The oldest tortoise ever recorded, almost the oldest individual animal ever recorded, was Tu'i Malila, who was presented to the Tongan royal family by the British explorer Captain Cook shortly after its birth in 1777. Tui Malila remained in the care of the Tongan royal family until its death by natural causes on May 19, 1965. This means that upon its death, Tui Malila was 188 years old.
The Alipore Zoo in India was the home to Adwaita, which zoo officials claimed was the oldest living animal until its death on March 23, 2006. Adwaita (sometimes spelled with two d's) was an Aldabra Giant Tortoise brought to India by Lord Wellesley who handed it over to the Alipur Zoological Gardens in 1875 when the zoo was set up. Zoo officials state they have documentation showing that Adwaita was at least 130 years old, but claim that he was over 250 years old (although this has not been scientifically verified). Adwaita was said to be the pet of Robert Clive.

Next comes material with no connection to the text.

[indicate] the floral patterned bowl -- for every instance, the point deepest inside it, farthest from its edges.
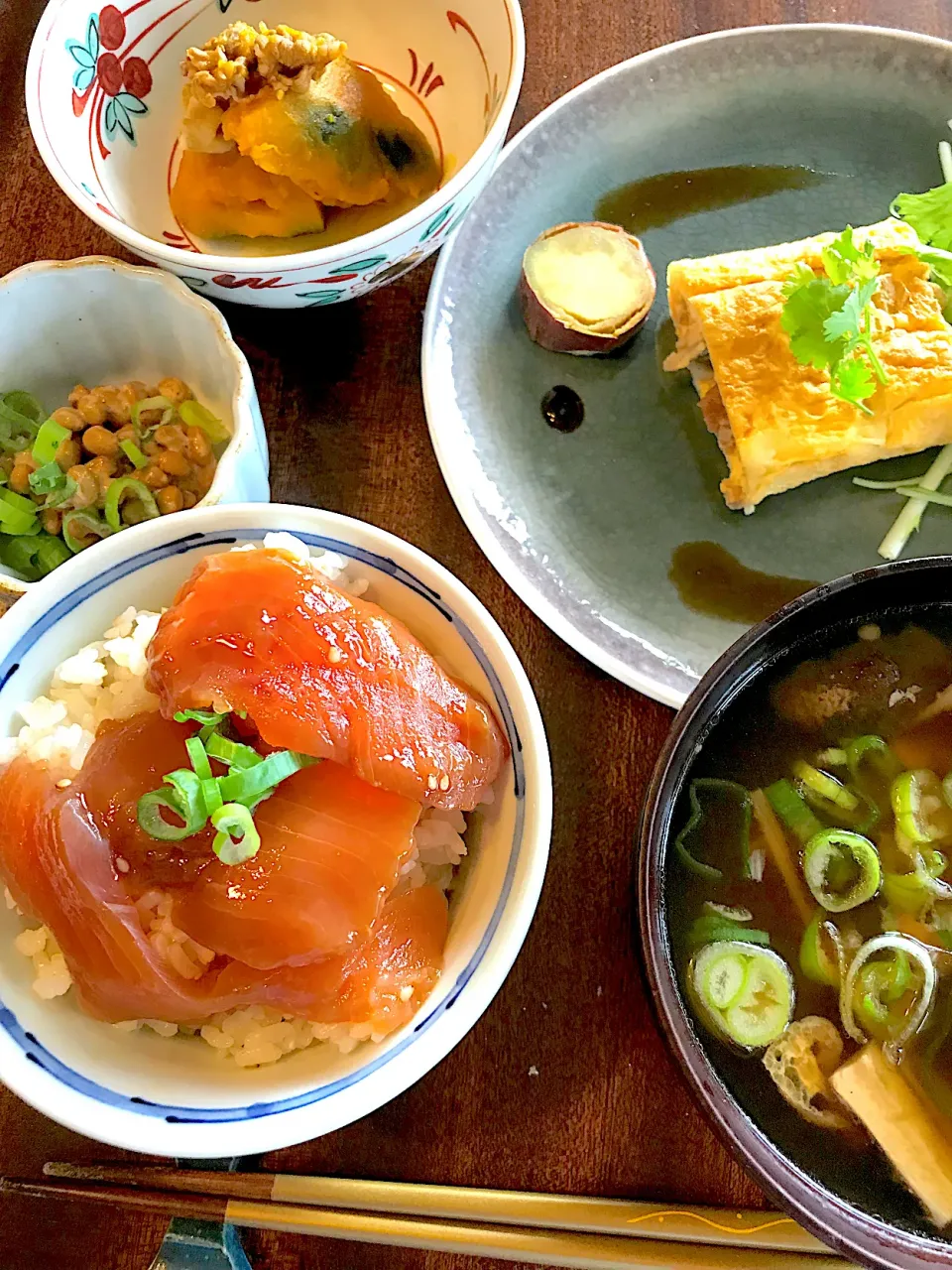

Harriet, a resident at the Australia Zoo in Queensland, was apocryphally thought to have been brought to England by Charles Darwin aboard the Beagle. Harriet died on June 23, 2006, when she was 175 years old.
Timothy, a spur-thighed tortoise, lived to be approximately 165 years old. For 38 years she was carried as a mascot aboard various ships in Britain's Royal Navy. Then in 1892, at age 53 she retired to the grounds of Powderham Castle in Devon. Up to the time of her passing in 2004 she was believed to be the UK's oldest resident.
According to articles published by the Daily Mail and the Times in December 2008, Jonathan, a Seychelles Giant tortoise living on the island of St Helena may be 176 years old or 178 years old. If true, he could be the current oldest living animal on Earth.